Early on 24 August, the YouTube channel of SabLokTantra, run by pro-nation, pro-Hindu video commentator Rachit Kaushik, was banned (deleted for ever) after a gang of communists and jihadis ensured the channel got three strikes. I received a call from another friend Saurabh Pratap Ojha who had earlier offered Rachit his channel Truth and Dare for the time that SabLokTantra stayed suspended. For the ‘crime’ of hosting Rachit, Saurabh’s channel was banned too. While the news of this latest case of censorship, which muzzles the voice of patriotic Indians and motivates anti-India forces, was disconcerting, I quickly regained my composure and seized the occasion to remind Saurabh what I used to tell Facebook users who made very good posts as updates on their respective timelines: One day, all your effort, following, fame, etc will be gone if your business relies on the vicissitudes or whims of another business.

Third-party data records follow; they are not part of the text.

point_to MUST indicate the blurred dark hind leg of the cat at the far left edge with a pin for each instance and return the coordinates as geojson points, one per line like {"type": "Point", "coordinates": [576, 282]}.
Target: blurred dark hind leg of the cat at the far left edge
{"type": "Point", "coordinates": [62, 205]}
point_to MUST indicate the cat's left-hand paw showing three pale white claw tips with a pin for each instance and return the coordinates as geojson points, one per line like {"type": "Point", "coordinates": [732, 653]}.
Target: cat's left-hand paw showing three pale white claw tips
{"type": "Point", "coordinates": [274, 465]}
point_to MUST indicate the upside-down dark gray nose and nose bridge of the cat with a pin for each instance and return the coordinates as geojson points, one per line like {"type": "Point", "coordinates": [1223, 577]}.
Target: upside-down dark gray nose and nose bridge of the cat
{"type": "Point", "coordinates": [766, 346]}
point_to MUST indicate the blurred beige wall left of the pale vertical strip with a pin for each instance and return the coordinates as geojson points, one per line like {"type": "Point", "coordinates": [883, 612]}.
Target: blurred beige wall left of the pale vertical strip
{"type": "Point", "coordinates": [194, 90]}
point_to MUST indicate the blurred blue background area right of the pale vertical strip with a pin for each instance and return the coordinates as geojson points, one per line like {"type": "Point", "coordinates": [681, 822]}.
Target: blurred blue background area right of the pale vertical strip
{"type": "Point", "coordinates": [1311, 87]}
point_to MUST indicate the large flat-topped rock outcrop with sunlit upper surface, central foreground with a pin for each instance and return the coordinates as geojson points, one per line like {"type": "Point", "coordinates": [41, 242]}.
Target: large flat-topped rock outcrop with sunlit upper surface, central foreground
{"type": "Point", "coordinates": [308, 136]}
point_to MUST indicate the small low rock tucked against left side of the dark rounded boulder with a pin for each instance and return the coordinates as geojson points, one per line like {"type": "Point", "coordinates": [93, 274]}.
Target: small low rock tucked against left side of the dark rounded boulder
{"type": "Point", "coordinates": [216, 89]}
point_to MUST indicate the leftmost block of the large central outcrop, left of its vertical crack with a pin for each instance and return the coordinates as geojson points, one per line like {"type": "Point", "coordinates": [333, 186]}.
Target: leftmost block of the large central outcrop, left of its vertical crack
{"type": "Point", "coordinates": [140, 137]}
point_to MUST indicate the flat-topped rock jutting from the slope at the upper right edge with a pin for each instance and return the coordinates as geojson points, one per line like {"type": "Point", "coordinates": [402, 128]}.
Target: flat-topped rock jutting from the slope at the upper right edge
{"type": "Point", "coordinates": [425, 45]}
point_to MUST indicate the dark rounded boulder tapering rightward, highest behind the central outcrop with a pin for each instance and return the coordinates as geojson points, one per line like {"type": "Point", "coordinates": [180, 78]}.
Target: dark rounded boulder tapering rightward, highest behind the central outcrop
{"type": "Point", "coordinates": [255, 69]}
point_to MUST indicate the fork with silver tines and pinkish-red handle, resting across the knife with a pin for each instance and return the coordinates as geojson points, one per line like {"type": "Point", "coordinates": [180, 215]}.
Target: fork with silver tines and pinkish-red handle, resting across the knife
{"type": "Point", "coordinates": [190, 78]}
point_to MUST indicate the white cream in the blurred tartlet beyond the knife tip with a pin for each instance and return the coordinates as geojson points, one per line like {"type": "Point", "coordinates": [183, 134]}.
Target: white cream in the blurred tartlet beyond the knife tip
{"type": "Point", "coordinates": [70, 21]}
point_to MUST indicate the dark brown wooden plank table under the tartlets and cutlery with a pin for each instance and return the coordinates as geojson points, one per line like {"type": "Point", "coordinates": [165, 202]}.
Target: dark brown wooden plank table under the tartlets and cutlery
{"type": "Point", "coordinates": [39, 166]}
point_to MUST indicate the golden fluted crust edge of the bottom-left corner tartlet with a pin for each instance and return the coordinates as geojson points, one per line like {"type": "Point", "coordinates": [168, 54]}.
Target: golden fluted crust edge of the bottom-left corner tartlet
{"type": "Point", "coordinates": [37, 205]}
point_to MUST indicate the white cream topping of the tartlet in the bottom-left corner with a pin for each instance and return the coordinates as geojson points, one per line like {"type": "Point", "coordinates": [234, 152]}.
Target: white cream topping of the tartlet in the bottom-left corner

To avoid that, create a medium of your own or, until you put in place your own media and host (server), contribute to those who share your ideology and are already running websites, I’d advise them. We would ultimately need an alternative Google/Apple too because when they cannot control your site, they will try to pull the mobile application (app) down from Play Store and App Store, as they had done with Parler, an initiative by Republicans in the US who had tried to float a substitute for Twitter after being denied their freedom of expression by Jack Dorsey’s company. The woke administration of Google and Apple used the Capitol Hill riot as an excuse to shut up Parler; in India, they would use any communal flare-up as a ruse.
It is important to mention here why such censorship is wrong. In a properly functioning state, the agency that has the responsibility of booking and arresting people for what they perceive as a violation of some law of the land is the police. Thereafter, a court decides whether the accused has been rightly or wrongly framed. A user or consumer, for example, a phone or broadband user, may misuse the service — say, by making a threat call to somebody — and, yet, the service provider, be it Airtel, Jio or Vodafone-Idea, cannot take action against the guilty unless instructed by the law-enforcement agency. By letting Twitter, Facebook or Google (YouTube’s owner) tell right from wrong on the basis of its so-called community standards rather than the law of the land, the administration is allowing these companies to run a parallel government in the country. The question is not whether a big shot like then-US President Donald Trump was telling the truth or was lying through his tweets. The question is whether Twitter, Facebook and YouTube should have had the authority to ban him. The same principle must apply to satirist Rachit Kaushik. And, therefore, let us not get into the argument over the content that these platforms found objectionable.
Unable to get this straight, the government came up with some IT rules, reading which one wonders what they were trying to achieve by insisting that these American companies must appoint an Indian grievance redress officer each. The drafting of the rules reeks of terrible bureaucratic intervention. While a new government is supposed to implement its agenda with the help of bureaucrats, for the past seven years, the nation has witnessed how the babudom dictates how Modi’s laws must read like.
The issue is whether companies that have been given the status of intermediaries should have a right to censorship. The Government of India should have said “No”. Plain and simple. What’s this grievance officer baloney?
The reason the government cannot do this is that the dispensation itself asks these companies time and again to pull down someone’s Facebook post, tweet or YouTube video. You cannot have it both ways. Either you are for censorship or you are against it.
Unfortunately, people on our side do not realise the virtues of a free market. If the concept of freedom is applied absolutely, issues such as the one Rachit is facing can be dealt with too. It’s not a demand for utopia. Some countries have demonstrated it can be done. Charlie Hebdo is still thriving in France.